Abagnale also dives into the importance of education when it comes to fighting crime. He says, “Education is a very important tool. Banks need to educate and train their employees. I have found that over my 40 plus years, whether I'm educating FBI agents or whether I'm educating law enforcement or I'm educating bankers, it's the most important tool to fighting crime. I would say the number one thing that banks and financial institutions need to do is a better job of educating their employees so they understand the risk and they understand why those controls are in place to protect both them and their clients.”
Diving deeper into the topic of safety, Abagnale shares his thoughts on passwords and why we need to move away from them. He says, “We will never do away with problems on the internet till we wake up to the fact that passwords are for tree houses. We have got to get rid of passwords. They were invented in 1964 when I was 16 years old and today we are still using passwords. They're the cause of the malware, the ransomware, the breaches, everything. Fortunately, today, we have the technology to eliminate passwords. We can identify an individual from their device with 100% accuracy. I think we have to move ahead to the future. I know people don't like change, but change has to happen. And we have to get rid of passwords if we ever want to get rid of risks.”
Abagnale believes that in today’s world, it all starts with credit worthiness. He says, “I try to instill in young people today the importance of learning about how to handle credit.

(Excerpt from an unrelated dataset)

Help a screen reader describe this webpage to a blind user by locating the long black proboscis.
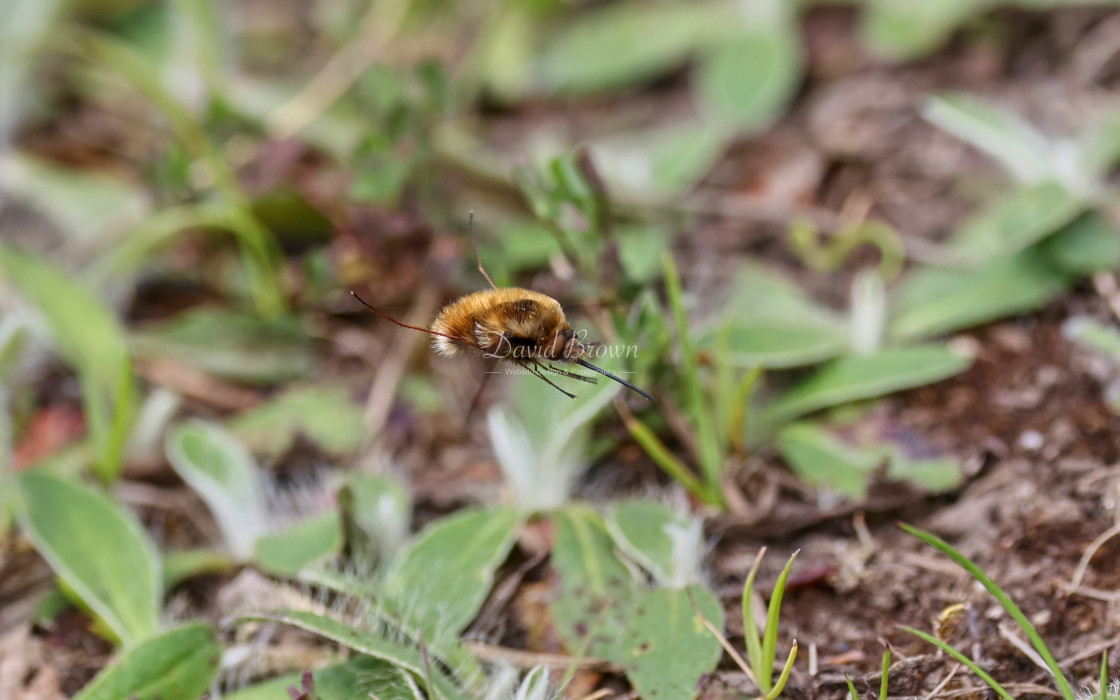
[576,357,657,403]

Everything is based on credit. If you apply for a job, they check your credit. If you apply for auto insurance, they check your credit. You apply for life insurance, they check your credit. It’s important to start early, to learn how to build credit in your own name, have a handle on your finances properly, and minimize your risk.
After writing a book, Abagnale says he found that “millennials were scammed more often than seniors, but seniors lost more money. So I think we do a very poor job of educating young people about the risks on the internet. The risks are going down the wrong road, the risks of not understanding how to handle your finances and how to build your credit and build your life.”
When it comes to preventing breaches, Abagnale believes it all starts with people. He says, “I think of every possible way I would defeat something. And I know that if I can think of it, someone else can think of it. If something's made by a man or a woman, there's a man or a woman who can defeat it. But what you try to do is make it so difficult that they'll go somewhere else. The problem we have today is that we have great technology, but if we don't use it, then it's worthless. Unfortunately, too many corporations and businesses today say, ‘Oh, this could never happen to me. I don't want to spend the money to do it.’ And you're just waiting to be a victim because you will become a victim.”
He later gives a specific example of the Equifax breach. He says, "They failed to update their system. They failed to put the security patches in from Microsoft. So eventually hackers got in and stole 148 million identities and 12 million drivers licenses. I always say that every breach occurs because somebody in that company did something they weren't supposed to do, or somebody in that company failed to do something they were supposed to do. Hackers really don't cause breaches, people do. We update our technology, we keep it updated. And that's the only way we can really stay safe and send the criminal somewhere else. Criminals are not looking for a challenge. They're looking for opportunities.”